When we use cookies in an application is considered a sessionless design?
I don't completely understand what sessionless really mean.
Does it mean that the session is not stored in the server o that a session object is not used?
It depends what you mean by sessionless
. The http
protocol in and of itself is stateless
and therefore sessionless
by design. One request has no idea, concern or knowledge about the requests before nor after it. We have to layer state in if we want it.
If on the other hand you mean sessionless state
then the idea here is to avoid using scarce server resources like InProc
use of RAM
or OutProc
like Sql Server
or Redis
to hold sessions.
Cookies are one mechanism to achieve that. As is storing the session key in the page itself either in a hidden form field or some other aspect of the page. Storing the session key in the query string of the page is another option as is using client side sessionStorage
or localStorage
.
A reason why we might to do ths is because server resources are expensive and the default mechanism is also synchronous. If you're using a lot of Ajax
in your page and making lots of random requests to the controller then those requests will be queued and processed synchronously because this:
session["mykey"] = "that"
is actually processed more like
lock(sessionLock)
{
session["mykey"] = "that"
}
so there will be queuing involved and depending on the app this may be an issue.
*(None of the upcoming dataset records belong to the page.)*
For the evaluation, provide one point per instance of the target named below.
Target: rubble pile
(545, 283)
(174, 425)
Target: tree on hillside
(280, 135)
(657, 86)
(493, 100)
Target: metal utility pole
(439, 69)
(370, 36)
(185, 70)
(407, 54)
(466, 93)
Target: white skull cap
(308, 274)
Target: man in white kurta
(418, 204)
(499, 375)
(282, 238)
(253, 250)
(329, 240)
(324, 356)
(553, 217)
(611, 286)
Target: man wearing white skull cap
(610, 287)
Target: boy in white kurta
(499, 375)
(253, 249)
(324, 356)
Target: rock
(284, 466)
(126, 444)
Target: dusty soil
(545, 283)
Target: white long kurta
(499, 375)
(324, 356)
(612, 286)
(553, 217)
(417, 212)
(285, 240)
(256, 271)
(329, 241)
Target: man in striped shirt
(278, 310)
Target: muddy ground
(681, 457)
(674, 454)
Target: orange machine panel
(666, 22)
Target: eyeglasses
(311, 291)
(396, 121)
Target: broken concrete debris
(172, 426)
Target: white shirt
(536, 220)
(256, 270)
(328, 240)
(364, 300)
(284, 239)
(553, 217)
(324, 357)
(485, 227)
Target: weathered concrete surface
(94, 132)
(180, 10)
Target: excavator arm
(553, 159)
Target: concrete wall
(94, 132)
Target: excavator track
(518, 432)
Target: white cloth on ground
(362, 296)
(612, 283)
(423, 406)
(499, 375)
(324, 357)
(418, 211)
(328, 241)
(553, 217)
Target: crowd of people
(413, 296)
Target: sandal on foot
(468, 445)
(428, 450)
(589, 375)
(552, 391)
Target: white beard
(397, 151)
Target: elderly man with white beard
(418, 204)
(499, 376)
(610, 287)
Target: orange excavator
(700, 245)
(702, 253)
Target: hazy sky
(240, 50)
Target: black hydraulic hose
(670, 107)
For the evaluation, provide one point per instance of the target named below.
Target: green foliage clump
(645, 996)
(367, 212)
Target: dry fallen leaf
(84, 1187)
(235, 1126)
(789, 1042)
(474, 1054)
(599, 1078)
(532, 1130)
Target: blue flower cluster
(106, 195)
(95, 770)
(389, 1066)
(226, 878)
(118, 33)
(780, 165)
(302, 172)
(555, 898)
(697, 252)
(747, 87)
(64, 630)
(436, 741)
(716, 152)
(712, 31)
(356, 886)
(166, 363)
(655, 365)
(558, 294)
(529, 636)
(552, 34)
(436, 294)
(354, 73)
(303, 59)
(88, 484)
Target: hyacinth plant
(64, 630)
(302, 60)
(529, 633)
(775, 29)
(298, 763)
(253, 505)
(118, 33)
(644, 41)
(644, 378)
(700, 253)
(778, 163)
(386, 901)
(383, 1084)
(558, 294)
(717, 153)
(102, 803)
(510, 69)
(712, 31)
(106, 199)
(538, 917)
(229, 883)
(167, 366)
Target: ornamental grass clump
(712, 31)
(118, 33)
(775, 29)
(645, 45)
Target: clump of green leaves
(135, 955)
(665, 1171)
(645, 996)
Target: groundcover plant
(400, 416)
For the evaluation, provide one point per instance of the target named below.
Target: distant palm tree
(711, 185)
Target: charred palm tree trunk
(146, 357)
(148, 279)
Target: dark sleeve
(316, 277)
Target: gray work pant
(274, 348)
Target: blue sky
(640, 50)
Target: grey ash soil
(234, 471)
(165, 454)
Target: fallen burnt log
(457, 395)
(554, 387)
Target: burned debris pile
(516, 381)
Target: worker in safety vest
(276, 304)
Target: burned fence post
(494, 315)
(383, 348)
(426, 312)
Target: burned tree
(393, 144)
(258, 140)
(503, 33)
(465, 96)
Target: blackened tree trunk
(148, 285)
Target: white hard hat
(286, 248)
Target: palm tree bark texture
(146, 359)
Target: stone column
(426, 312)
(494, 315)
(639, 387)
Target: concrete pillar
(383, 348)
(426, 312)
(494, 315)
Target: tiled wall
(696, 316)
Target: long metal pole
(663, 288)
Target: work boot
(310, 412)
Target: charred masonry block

You should also note that sessions are volatile in that if the worker process running your site recycles (which they do often) all sessions are lost. So default ASP.Net session are next to useless for any real world application in which this is an issue.
So the choice is then OutProc
on server, or session-less
via client.
Obviously using session-less
on client has security risks that have to be mitigated. So which is the best place to store sessions will be always be determined by the requirements of the application you are designing.